I think most purchase decisions are better restated in these terms than presented as an intrinsic value. If I was certain of this business’s future I would pay “x.” I am certain this business is better than most businesses and most businesses trade for “x” times EBITDA – therefore, I can pay…
I think that kind of approach makes more sense in the real world than a DCF does. And it’s that approach – of trying to find an above average business at a below average price – that I’ve used when picking stocks.
Back to Buffett, and some simple arithmetic. If you were completely certain of a business’s future from now until the end of time you could pay 12 times EBITDA.

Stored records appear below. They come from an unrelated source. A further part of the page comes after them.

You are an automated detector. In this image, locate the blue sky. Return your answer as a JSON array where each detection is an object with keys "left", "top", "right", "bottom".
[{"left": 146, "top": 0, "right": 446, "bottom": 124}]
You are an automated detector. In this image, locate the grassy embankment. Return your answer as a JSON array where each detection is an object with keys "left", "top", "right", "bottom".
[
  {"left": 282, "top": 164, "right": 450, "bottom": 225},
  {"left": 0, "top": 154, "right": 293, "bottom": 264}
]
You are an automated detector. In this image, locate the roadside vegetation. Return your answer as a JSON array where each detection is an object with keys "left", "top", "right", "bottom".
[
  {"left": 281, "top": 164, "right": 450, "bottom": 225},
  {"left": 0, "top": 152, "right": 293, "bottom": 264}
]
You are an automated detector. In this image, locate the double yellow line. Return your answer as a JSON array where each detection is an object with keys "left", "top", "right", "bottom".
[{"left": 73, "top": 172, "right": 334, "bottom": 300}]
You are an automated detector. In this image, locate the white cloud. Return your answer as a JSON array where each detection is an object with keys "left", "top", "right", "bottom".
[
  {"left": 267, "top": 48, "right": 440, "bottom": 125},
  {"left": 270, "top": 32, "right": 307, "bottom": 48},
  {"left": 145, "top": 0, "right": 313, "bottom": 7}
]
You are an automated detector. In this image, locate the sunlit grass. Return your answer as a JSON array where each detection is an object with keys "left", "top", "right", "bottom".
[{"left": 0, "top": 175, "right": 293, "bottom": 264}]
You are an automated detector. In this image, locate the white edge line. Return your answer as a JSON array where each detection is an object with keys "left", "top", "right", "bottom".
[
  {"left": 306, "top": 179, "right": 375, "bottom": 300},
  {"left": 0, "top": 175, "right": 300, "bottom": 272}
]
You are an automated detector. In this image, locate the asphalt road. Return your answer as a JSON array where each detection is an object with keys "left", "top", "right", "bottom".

That price – without using leverage – will tend to get you an after-tax earnings yield greater than 4%. Historically, public companies (if we use the Dow as a proxy) have been able to grow around 6% a year. If you were a true buy-and-hold forever investor buying a business with zero future uncertainty you could pay 12 times EBITDA and still make 10% a year.
That’s the definition of a pure “safety” investor in stocks. It would be someone who only bought a business like Heinz.
I’ve never been able to do that. And I’ve never had much success as a pure “cheapness” investor either.
Where I have had success is buying the highest quality net-nets and highest quality low EV/EBITDA stocks I could find. What would you call this? Value at a reasonable quality investor?
I don’t have a word for it. But I know it works.
There are many measures of quality and safety. My preferred metric is simply the number of losses going back as far as possible in the company’s history.
In other words, if you ever find a company trading at five times EBITDA with 20 straight years of profits – you have my permission to buy it sight unseen. A basket of ten such stocks will always work out. Of course, in the U.S., there’s probably only about ten such stocks at any one moment in time.
Those criteria are probably a little too tough. But you can generate a list of 100 to 200 stocks – at almost any time in the U.S. – simply by limiting your shopping list to stocks with ten straight years of profits trading at less than eight times EBITDA.
I think most investors would benefit from that simple blending of genres – good enough and cheap enough.
A cheap business is one that trades for a low EV/EBITDA. A good business is one that tends to always make money.
That’s a simple definition of good and cheap. But in my experience, it works much better than trying to maximize the goodness (at any price) or cheapness (at any quality) of the stocks you buy.
I don’t have a name for buying an above average business at a below average price. And considering how quickly dogma can attach to a name – I’m not real eager to slap a label on the approach.
But if you want to know whether I’m a value investor or not – all I can say is:
Is buying an above average business at a below average price value investing?
If so, I’m a value investor. If not, I’m not sure what I am. But I’m sure I like it better than when I knew I was a value investor.